Sorry but i can't recall what exactly the tivo message is for those shows that get deleted. "expired" sure sounds like the 90 minute rule kicked in but not sure why it would give that other information about when the space was used by other stuff.

OH- WAIT- if i recall in the hypothetical 2hr recording above the tivo wouldn't actually delete the first 30 minutes. I think it still has it on the drive just doesn't display it. It probably doesn't "delete" it until the entire recording has hit the 90 minute mark. Maybe that part of the message telling the time the space was freed up is letting the owner know exactly when the entire recording had maxed out it's time?


----------



## MichaelK (Jan 10, 2002)

Hmmm... anyone recall what the "broadcast flag" does to content on a TiVo? I very vaguely remember stations in Texas (as an example) occasionally adding that years back.

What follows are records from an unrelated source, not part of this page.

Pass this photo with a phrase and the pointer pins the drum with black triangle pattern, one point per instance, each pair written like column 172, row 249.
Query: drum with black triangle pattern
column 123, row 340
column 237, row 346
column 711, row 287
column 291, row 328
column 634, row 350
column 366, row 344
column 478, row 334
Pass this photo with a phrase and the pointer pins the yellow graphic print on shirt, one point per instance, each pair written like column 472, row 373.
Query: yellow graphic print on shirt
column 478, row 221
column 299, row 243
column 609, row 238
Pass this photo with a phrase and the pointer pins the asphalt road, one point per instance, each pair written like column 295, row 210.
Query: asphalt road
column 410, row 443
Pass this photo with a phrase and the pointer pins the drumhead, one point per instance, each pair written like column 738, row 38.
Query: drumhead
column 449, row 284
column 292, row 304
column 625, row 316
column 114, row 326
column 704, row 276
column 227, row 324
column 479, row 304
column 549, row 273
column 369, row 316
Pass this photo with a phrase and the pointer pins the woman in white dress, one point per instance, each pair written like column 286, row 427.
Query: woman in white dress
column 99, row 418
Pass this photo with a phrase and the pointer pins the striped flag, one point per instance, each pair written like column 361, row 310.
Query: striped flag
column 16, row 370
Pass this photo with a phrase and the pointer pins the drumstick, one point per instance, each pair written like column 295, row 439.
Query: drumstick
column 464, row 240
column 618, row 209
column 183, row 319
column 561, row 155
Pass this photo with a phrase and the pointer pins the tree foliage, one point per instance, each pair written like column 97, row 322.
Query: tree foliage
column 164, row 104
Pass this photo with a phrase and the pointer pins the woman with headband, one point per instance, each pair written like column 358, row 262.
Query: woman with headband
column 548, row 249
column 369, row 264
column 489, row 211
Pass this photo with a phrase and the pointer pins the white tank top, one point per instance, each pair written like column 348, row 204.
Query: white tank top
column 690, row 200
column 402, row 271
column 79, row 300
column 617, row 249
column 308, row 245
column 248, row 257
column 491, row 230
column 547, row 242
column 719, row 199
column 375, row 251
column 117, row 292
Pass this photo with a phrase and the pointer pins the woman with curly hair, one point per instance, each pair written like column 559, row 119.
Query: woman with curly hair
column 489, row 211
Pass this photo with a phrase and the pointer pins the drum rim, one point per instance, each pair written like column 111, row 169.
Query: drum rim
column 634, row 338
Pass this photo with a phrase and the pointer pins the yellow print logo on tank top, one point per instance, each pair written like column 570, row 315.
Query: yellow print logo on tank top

(for those unaware- a bunch of years back there was an FCC regulation that broadcasters could "flag" content to protect it from pirates (that bit might actually be specified in the ATSC standards?) and all equipment sold must respect that flag. The regulation requireing hardware to obey the flag was overturned (I believe in the courts?) so now no one HAS to respect the flag but technically there's nothing keeping broadcasters from inserting it. Also nothing keeping TiVo from "respecting" the flag. Wikipediia says that microsoft for one does respect the flag, wouldn't surprise me if TiVo did too...)


----------



## MichaelK (Jan 10, 2002)

BrooklynBlueEyes said:


> I just finished up a chat session with TiVo (attached). As you can see, they have no idea about this issue, even though this issue is 5 months old. They also have no record of anyone else reporting it.
> 
> And just to complicate the previous comments in this thread, I'm recording over the air with an antenna, so there is no nefarious cable company involved in my situation. I recorded Fringe on Feb 24 (the season finale, of course), which was "deleted because it was expired" on Feb 25. I've never seen this happen on my TiVo Premiere before.
> 
> Very weird problem, but maybe the more of us who report it, the more likely it will be fixed? What other choice do we have? Glad to know I'm not alone in experiencing this issue.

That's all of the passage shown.